Dans l'immense camp de Kalma, au Darfour, les déplacés de cette région de l'ouest du Soudan ont appris avec joie la décision prise par Khartoum de remettre à la Cour pénale internationale (CPI) le président déchu, Omar el-Béchir.


Chassé du pouvoir en avril 2019 à la suite d'un soulèvement populaire, l'ex-autocrate est accusé depuis 2009 par la CPI de génocide, de crimes de guerre et contre l'humanité lors du conflit au Darfour.
Alors qu'il était toujours parvenu jusque là à se soustraire aux mandats d'arrêts, les nouvelles autorités de transition ont annoncé vouloir remettre l'ex-président au tribunal de La Haye, où il doit être jugé.

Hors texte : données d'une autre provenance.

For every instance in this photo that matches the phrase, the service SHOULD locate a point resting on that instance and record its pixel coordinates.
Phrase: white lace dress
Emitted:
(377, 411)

"Tout le monde s'est réjouit lorsqu'on a entendu que Béchir serait remis à la CPI", confie à l'AFP Adam Ali, qui vit depuis de nombreuses années dans le camp de Kalma, situé près de Nyala, la capitale du Sud-Darfour.


Comme lui, les habitants de cette région endeuillée par le conflit - plus de 300.000 morts et environ 2,5 millions de déplacés selon l'ONU - ont longtemps exigé que M. Béchir soit remis à la CPI.
Le conflit a éclaté en 2003, lorsque des insurgés de minorités ethniques se soulèvent contre le régime de Khartoum, aux mains de la majorité arabe, l'accusant de marginaliser le Darfour, vaste région recouvrant cinq Etats.


Pour écraser la rébellion, le gouvernement de M. Béchir déploie alors une milice appelée les Janjawid, qui sera accusée par de nombreuses ONG d'épuration ethnique et de viols collectifs.
Depuis, des milliers de ces ex-miliciens ont été intégrés dans les rangs des "Forces de soutien rapides" (RSF), une force paramilitaire dirigée par Mohamed Hamdan Daglo dit "Hemedti", désormais membre du Conseil souverain, organe formé de civils et de militaires chargé d'assurer la transition post-Béchir.